After a moment of preparation, Corigan yelled. “There is no Delta station.”

Corigan and Catherine then took cover into the shadows and the shelves.

Even if Mr. X had night vision goggles, they were not X-ray powered.

They hedged all their bets they had Mr. X in with them and locked in this one room. One monstrous junk-filled room loaded with dozens if not hundreds of places to hide, but still one room.

Silence followed.

For a frightening moment, when nothing came from the pitch twilight, Corigan had a sick feeling Mr. X had outsmarted them, using a microphone to dispatch his voice from within, getting them inside and then locking themselves in while he escaped.

But after several drawn out seconds, which when lying in wait with a possible serial killer stalking you down, seconds felt like hours and hours like an eternity.

Then out of the gloom, Corigan heard two hands coming together.

Heavy meaty claps from the darkness, echoing off the acoustically designed walls, deliberate and methodical, leather gloves by the artificial ‘whap-whap’ it made, but clearly created by one man giving applause.

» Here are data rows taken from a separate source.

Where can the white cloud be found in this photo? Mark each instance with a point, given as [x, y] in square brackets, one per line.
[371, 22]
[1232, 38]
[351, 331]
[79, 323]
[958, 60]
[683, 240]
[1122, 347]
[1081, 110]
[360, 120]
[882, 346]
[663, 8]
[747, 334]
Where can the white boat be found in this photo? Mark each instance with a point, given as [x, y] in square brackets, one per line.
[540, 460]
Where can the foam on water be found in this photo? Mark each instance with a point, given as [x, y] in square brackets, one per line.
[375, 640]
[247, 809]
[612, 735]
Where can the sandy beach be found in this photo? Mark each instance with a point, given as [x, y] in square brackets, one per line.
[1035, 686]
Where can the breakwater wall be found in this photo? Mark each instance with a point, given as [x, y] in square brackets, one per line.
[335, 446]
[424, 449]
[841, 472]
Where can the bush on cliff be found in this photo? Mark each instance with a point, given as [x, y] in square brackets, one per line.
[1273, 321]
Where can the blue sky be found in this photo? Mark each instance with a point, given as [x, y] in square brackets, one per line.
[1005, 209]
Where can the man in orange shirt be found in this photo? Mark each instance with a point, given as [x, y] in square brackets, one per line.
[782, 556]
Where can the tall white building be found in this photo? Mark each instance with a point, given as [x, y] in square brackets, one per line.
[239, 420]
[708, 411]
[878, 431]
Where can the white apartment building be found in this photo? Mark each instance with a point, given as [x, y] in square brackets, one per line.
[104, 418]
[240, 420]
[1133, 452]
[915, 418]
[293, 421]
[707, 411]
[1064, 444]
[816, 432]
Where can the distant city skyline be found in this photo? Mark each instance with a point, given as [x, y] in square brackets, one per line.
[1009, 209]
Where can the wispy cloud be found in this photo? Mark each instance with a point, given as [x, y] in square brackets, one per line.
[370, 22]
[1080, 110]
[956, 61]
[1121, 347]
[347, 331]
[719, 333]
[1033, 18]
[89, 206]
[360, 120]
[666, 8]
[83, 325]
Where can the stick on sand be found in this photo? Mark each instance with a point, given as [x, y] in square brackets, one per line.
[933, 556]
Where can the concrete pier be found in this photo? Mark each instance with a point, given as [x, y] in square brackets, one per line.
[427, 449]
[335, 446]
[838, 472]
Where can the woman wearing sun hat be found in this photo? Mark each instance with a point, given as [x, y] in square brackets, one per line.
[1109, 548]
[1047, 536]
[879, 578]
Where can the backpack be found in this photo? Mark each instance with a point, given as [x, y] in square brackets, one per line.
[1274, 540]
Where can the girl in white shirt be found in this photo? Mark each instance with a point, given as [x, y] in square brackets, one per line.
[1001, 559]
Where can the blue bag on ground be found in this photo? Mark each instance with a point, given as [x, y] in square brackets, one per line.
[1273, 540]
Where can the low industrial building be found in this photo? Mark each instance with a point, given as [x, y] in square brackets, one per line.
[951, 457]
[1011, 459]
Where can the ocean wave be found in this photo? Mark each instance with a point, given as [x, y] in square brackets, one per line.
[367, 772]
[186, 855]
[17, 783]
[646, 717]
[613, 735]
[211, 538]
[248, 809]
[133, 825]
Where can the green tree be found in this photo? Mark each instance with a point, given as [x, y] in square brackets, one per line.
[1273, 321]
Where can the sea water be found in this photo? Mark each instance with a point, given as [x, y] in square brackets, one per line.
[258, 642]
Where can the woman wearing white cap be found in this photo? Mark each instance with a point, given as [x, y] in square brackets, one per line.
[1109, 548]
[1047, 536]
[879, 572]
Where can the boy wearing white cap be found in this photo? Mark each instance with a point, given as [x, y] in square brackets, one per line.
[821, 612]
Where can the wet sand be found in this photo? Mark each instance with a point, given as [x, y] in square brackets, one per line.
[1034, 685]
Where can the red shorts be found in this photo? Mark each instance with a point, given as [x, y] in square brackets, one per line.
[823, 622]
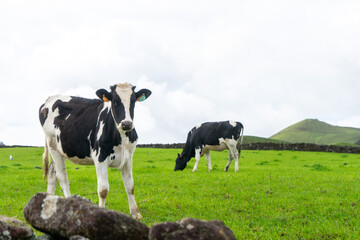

After that, more silence, but only for a second.

The voice of Mr. X slithered forth from all around them, like coils of snakes from every direction, seeking to squeeze them tight while drawing breath from their lungs. “Bravo Detective McAllistor. Bravo.”

Corigan and Catherine did not move from their respective hiding spots.

Mr. X took a breath, realizing the officers were still crouched and laughed. “I gather you locked the door with whatever SPECIAL card it is you have?” Asked as a question, but already knowing the answer. “All I know is mine no longer worked after you three passed them.”

Nothing gave Corigan the creeps more knowing Mr. X had slipped past them to check the locks in the shadows behind them, and worse, failing to escape, slipped past them again to find a new hiding spot elsewhere.

Corigan and Catherine remained stationary.

Catherine kept her smartphone aimed downward to dampen the light, but still allow herself a dim circle of clarity.

Corigan on the other hand, back to a door, a prop from a kids show covered in multi-coloured polka dots, chose to respond. “I assume I don’t need to ask how you acquired a security card?”

Corigan shouted his reply down the corridors, hoping to have his voice bounce off the multitude of objects, thus protecting his location from discovery.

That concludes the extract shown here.